Use of an Additional Nonlocking Screw in Olecranon Fracture Osteosynthesis Changes Failure Mechanism

Use of an Additional Nonlocking Screw in Olecranon Fracture Osteosynthesis Changes Failure Mechanism

Samir Mehta et al. Orthopedics. .

Abstract

Hardware-related complications can occur when plate fixation is used to stabilize osteoporotic fractures involving the olecranon. The use of an additional nonlocking screw, placed retrograde into the proximal fracture segment, may improve stability under load.
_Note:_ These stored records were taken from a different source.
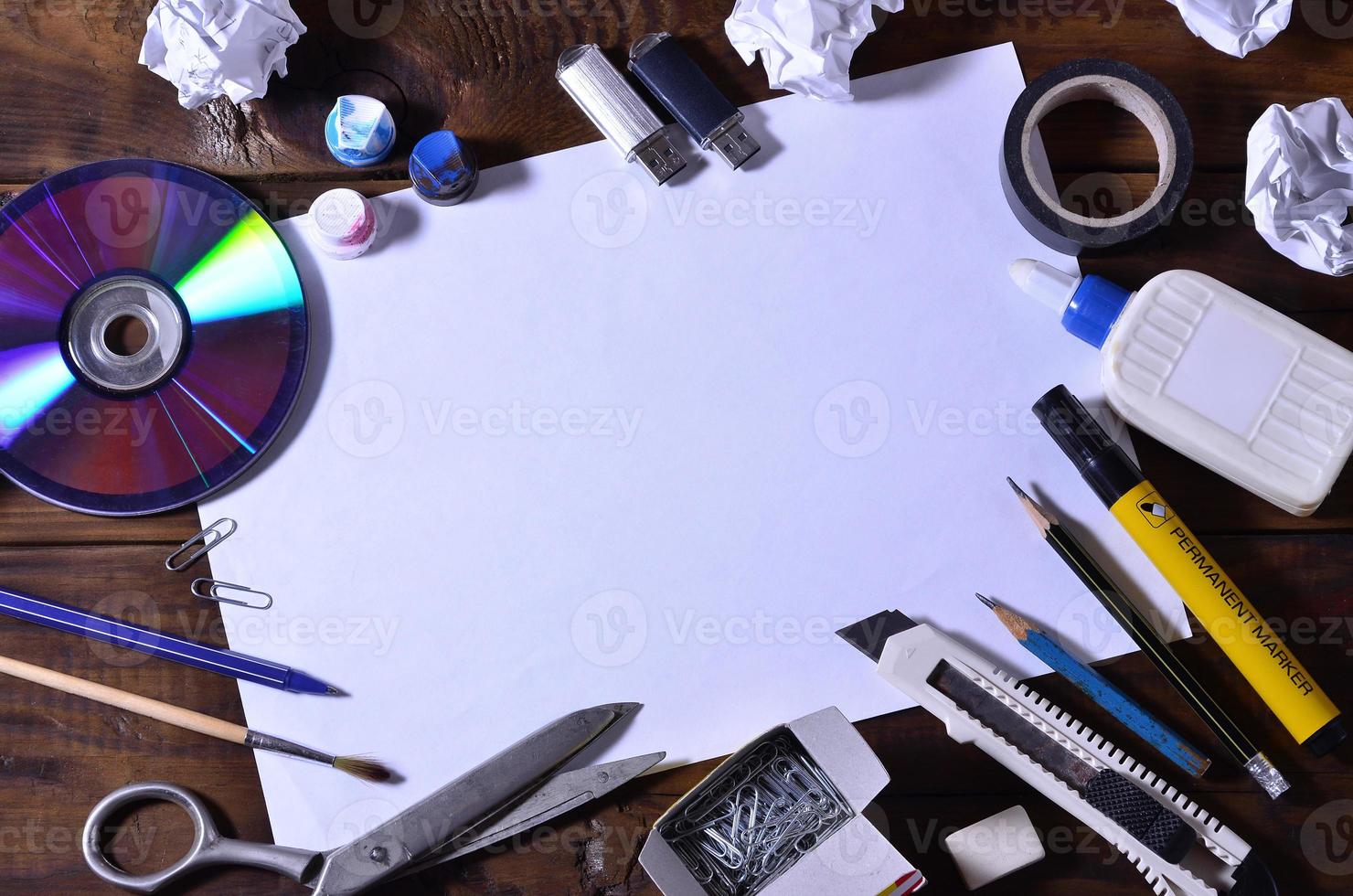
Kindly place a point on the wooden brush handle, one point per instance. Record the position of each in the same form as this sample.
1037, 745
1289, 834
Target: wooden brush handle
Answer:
164, 712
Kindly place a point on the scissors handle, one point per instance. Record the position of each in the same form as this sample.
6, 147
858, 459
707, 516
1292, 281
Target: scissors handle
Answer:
208, 848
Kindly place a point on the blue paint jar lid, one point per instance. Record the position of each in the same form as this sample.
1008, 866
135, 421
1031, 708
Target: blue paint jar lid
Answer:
444, 168
360, 132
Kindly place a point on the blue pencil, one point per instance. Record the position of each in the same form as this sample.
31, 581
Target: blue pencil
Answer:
180, 650
1102, 690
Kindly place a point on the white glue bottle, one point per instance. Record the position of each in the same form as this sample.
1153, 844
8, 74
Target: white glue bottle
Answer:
1215, 375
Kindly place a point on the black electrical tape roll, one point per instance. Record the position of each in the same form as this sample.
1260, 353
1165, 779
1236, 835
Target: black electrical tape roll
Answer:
1127, 87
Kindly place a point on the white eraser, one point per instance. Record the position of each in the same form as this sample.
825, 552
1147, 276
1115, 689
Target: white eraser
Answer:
995, 848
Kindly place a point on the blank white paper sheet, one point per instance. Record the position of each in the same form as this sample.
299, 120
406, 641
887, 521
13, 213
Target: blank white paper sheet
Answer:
583, 440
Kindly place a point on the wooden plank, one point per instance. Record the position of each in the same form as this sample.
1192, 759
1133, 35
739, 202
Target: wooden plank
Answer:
486, 68
64, 754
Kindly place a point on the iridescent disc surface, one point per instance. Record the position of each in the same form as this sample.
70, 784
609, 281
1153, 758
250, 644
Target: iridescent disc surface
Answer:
153, 336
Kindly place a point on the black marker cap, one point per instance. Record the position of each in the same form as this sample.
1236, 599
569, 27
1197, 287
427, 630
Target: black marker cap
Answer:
1098, 458
1332, 735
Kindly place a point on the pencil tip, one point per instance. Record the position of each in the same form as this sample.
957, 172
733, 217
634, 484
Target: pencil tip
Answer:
1042, 518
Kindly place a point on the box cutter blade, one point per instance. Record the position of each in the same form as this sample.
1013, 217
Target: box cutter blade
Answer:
1178, 848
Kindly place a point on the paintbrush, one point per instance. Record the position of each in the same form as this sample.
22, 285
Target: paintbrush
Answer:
361, 768
1102, 690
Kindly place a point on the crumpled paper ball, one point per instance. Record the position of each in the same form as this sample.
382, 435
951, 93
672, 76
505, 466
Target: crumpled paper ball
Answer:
805, 45
1299, 183
1235, 26
214, 48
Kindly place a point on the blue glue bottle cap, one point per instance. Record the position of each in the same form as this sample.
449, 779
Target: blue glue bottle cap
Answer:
444, 168
1090, 306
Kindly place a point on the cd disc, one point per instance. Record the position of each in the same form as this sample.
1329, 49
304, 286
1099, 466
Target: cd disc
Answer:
153, 336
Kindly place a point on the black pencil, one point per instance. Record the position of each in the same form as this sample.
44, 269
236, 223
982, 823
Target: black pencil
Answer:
1122, 609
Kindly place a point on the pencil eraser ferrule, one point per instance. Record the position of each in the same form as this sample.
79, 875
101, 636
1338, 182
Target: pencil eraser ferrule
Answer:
685, 91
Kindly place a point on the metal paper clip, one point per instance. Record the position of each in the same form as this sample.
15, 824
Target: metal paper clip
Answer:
211, 591
210, 538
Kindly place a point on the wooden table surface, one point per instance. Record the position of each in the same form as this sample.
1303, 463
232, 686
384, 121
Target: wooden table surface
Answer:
70, 92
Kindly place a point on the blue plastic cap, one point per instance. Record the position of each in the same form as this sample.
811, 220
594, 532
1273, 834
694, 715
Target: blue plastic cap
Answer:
1093, 309
444, 168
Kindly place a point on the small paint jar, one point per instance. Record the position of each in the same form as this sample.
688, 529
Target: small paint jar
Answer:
442, 168
343, 224
360, 132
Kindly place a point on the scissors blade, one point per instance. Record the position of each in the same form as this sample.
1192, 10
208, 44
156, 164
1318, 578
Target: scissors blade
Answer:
561, 794
423, 828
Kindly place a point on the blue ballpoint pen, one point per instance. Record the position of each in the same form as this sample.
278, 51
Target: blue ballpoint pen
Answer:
180, 650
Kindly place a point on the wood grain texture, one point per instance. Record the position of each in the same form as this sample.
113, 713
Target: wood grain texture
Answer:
70, 91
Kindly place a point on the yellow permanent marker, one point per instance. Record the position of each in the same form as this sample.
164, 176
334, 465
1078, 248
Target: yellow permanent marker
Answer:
1211, 596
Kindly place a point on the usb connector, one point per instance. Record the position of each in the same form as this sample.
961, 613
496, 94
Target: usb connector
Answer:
732, 143
692, 98
659, 157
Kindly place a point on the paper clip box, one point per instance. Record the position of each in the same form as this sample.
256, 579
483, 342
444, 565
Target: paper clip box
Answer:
853, 859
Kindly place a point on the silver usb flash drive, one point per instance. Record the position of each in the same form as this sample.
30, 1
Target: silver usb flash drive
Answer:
617, 110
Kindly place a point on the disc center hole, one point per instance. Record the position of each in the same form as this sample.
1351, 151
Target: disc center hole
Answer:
126, 335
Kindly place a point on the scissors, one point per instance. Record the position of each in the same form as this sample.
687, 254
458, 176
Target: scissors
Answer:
512, 792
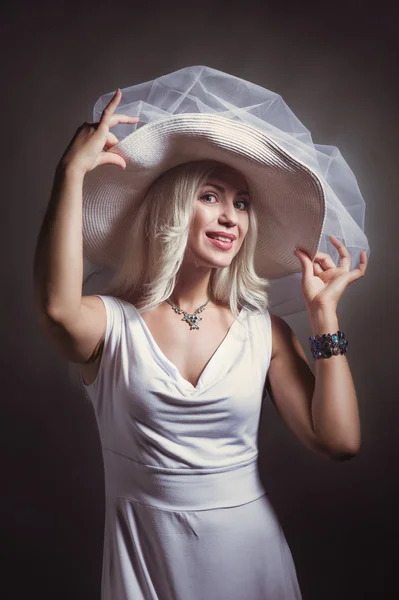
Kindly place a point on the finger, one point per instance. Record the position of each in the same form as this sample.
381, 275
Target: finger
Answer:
111, 158
110, 108
317, 269
111, 140
345, 259
119, 118
324, 261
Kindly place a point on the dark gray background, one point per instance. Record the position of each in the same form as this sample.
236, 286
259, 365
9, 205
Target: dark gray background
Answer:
335, 65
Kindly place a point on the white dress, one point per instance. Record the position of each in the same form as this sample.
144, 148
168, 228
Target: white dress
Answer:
187, 517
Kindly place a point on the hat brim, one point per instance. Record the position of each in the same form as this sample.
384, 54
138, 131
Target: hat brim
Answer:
287, 195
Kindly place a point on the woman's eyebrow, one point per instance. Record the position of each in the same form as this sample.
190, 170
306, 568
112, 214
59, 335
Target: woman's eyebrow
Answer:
221, 188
The purpose of this study was to conduct a biomechanical comparison of olecranon repair constructs with and without this additional retrograde screw. Nine matched pairs of elderly fresh-frozen cadaveric upper extremities were used. Two-part olecranon fractures were modeled, and fracture stabilization was performed. Olecranon plates were implanted either with the standard surgical technique (CTRL) or with an additional retrograde screw (EXPT). Dynamic extensions of increasingly loaded forearms were performed, and comparisons of sustained cycles, maximum load, and total work were made. Relative motion of bone segments was tracked, and modes of failure were assessed. Seventy-eight percent of specimens from the CTRL group failed due to relative fragment displacement exceeding 3 mm, while 78% of EXPT specimens failed due to instantaneous catastrophic failure. There were no significant differences in terms of number of survived cycles, maximum load, or work performed between the groups. The addition of a retrograde screw in this plating technique changes the failure mode from fracture displacement to catastrophic failure. The use of a 3.5-mm retrograde screw in the relatively small proximal ulnar fragment should be avoided, but screws with a smaller diameter may still have potential to improve fixation. Further biomechanical and clinical research is necessary to improve strategies for plate fixation of olecranon fractures in the elderly population. [Orthopedics. 2019; 42(1):e74-e80.].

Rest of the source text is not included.